《はつこい》
#01_引き出し:03



「お前、全然変わんねぇな」


 三年ぶりの再会は、そんな身近な言葉で始まる。

 あたしはちょっと緊張していたのに、昨日も逢ったみたいな口ぶりが、倉田くんらしい。


 倉田くんとの話は、やっぱり部活のことがメインで。

 一年生の頃からを順に辿っていくと、お互いに知らなかったことが結構あった。


「三井が辞めるときにさ、」


 数少ない男子部員だった三井くん。

 中二の夏休みが終わってすぐに、急に部を辞めてしまった。


「真由子、かなり引き止めてたろ?」

「ん、だって、もったいないと思って」

「俺、すげぇ厭味言われたんだぞ」

「どうしてよ」

「誰が誰をどうだ、とか、俺が軽々しく言うことでもねぇけどさ、…あいつ、お前を好きだったから」


 酔って、は、いない、はず。

 けど、倉田くんは冗談を言ってるような顔はしていない。


「まぁ、俺が悪いんだけど」


 倉田くんのグラスが空いて、通り掛かった店員さんに同じものを注文する。


「…意味判んない」


 三井くんがあたしを好きでいてくれたことは、本人に直接言われたので知っていた。

 でもそれで倉田くんが厭味を言われるのが、倉田くん自身のせい?

 何ひとつ繋がらなくて、頭の中にはクエスチョンマークが飛び交っていた。


「あー…、自意識過剰なようで悪いんだけど、真由子が俺を見てる顔を見てんのが堪えられない、ってさ。
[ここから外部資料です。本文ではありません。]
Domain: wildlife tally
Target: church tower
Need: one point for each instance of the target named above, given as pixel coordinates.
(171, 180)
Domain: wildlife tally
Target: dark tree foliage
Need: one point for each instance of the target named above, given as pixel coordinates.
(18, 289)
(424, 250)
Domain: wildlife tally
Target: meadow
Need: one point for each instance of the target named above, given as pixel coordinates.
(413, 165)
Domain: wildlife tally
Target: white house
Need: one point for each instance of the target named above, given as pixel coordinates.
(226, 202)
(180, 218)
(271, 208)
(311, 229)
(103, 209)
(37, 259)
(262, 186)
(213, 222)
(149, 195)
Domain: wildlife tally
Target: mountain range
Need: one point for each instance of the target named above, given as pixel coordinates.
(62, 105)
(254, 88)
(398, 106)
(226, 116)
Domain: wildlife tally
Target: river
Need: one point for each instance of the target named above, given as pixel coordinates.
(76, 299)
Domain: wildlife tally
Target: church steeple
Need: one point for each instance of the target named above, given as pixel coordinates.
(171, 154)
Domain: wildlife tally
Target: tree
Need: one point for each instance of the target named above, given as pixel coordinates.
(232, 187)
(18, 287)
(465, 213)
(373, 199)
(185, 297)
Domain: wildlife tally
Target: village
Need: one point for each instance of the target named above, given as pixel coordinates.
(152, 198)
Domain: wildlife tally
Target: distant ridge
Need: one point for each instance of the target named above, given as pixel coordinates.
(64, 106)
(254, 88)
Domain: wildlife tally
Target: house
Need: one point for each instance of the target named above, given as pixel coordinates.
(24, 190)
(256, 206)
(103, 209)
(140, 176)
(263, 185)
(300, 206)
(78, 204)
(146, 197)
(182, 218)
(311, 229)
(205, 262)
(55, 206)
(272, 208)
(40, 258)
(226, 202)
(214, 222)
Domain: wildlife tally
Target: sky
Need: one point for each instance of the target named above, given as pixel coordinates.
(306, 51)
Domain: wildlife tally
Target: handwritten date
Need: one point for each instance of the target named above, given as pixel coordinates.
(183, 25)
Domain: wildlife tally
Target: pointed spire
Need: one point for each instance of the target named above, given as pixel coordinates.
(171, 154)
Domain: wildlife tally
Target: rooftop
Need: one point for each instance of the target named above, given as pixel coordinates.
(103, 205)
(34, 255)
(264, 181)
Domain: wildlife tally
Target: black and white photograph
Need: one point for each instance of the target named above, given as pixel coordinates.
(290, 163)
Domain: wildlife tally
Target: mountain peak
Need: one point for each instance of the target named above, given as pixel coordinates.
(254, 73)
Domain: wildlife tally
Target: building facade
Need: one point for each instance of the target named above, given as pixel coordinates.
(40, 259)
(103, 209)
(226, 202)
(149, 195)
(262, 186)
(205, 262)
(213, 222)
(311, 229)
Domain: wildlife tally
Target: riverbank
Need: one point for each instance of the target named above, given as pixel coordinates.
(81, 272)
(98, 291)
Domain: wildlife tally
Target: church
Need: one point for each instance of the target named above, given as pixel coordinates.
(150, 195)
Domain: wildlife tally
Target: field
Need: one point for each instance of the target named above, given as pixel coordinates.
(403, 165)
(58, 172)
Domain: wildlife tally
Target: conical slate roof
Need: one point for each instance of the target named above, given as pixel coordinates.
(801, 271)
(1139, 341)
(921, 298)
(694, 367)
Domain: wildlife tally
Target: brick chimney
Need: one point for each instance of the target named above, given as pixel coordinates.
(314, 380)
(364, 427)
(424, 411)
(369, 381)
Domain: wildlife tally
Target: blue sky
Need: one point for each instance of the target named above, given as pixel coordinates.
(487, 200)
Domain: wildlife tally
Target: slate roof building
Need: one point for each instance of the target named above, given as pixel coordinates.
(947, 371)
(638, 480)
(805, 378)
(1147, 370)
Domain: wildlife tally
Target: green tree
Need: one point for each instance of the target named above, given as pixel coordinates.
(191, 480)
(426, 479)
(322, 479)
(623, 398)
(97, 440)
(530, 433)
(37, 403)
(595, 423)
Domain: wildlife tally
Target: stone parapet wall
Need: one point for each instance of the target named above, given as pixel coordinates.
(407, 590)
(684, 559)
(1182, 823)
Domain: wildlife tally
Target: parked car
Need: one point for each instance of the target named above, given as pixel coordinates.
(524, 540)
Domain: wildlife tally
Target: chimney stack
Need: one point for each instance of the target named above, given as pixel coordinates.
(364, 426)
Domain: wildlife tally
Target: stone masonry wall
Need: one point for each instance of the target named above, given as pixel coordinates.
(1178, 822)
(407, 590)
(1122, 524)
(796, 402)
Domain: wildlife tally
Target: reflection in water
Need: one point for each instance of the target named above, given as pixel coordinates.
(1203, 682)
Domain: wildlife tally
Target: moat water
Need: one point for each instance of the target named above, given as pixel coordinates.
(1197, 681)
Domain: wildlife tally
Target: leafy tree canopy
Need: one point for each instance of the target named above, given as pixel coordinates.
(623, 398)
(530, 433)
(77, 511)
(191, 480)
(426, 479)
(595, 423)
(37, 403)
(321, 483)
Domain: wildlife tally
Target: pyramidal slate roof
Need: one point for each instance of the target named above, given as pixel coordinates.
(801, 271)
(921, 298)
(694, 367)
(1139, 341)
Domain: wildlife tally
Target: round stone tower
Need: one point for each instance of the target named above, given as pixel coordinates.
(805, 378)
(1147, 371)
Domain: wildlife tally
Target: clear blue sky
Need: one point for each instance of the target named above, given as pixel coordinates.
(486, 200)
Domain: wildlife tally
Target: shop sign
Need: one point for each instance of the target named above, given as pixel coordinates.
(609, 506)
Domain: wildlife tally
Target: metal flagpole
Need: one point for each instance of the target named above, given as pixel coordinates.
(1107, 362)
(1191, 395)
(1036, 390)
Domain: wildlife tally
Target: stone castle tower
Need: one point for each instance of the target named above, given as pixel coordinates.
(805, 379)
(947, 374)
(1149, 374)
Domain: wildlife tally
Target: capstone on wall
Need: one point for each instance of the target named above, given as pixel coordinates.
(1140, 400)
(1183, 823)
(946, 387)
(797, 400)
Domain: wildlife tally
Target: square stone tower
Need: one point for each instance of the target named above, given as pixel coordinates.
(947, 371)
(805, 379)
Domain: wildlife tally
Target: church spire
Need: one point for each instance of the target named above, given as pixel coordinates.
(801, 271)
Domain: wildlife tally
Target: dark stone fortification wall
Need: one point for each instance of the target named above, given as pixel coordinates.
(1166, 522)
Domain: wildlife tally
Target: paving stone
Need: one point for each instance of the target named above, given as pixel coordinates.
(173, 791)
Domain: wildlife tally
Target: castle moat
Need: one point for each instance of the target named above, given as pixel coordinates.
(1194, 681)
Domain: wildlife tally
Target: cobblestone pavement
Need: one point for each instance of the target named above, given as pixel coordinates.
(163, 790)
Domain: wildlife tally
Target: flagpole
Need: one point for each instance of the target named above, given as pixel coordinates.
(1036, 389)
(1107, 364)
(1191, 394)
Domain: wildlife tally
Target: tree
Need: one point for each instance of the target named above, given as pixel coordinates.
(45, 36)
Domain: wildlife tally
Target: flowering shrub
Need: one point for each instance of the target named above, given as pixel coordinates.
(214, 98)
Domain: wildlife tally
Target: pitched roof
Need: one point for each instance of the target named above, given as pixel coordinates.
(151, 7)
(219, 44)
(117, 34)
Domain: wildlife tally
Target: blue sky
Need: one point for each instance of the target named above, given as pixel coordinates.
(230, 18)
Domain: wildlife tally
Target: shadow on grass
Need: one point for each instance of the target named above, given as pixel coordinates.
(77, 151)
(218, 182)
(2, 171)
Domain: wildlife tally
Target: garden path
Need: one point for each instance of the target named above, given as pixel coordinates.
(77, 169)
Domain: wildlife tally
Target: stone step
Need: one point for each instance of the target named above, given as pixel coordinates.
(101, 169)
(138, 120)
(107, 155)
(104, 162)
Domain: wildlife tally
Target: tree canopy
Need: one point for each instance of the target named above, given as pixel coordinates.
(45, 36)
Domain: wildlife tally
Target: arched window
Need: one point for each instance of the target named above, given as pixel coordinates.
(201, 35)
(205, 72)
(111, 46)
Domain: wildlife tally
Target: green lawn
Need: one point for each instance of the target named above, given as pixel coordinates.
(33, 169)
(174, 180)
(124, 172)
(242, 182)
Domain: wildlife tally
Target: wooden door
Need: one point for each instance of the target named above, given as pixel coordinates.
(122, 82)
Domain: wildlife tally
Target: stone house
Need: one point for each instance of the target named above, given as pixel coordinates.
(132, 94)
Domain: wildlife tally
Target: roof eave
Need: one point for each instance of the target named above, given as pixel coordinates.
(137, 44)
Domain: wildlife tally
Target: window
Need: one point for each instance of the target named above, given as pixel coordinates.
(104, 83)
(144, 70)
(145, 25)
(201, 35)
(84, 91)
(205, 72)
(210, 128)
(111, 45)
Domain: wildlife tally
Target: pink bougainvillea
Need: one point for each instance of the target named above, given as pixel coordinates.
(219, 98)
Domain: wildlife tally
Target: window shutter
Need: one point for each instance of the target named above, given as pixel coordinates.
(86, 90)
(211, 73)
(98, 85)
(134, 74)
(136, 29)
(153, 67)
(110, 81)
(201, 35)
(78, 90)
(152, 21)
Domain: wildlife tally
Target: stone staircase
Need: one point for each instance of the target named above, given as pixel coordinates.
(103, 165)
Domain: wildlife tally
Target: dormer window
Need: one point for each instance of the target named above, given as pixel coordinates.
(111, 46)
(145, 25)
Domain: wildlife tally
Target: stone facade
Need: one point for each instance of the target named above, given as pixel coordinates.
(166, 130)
三井が」

「…。……え!?」


 何なら髪が逆立ったんじゃないか、と思う程、あたしの驚き様は尋常じゃなかった。

 弾みで枝豆のお皿をひっくり返し、慌てて器に拾い集める。


「し、知って、たのかな、三井くん。その、えーと…」


 あたしが倉田くんを好きだったこと、なんて、スラスラ言えるまでになってないあたしは、しどろもどろで、滑稽日本代表になれる。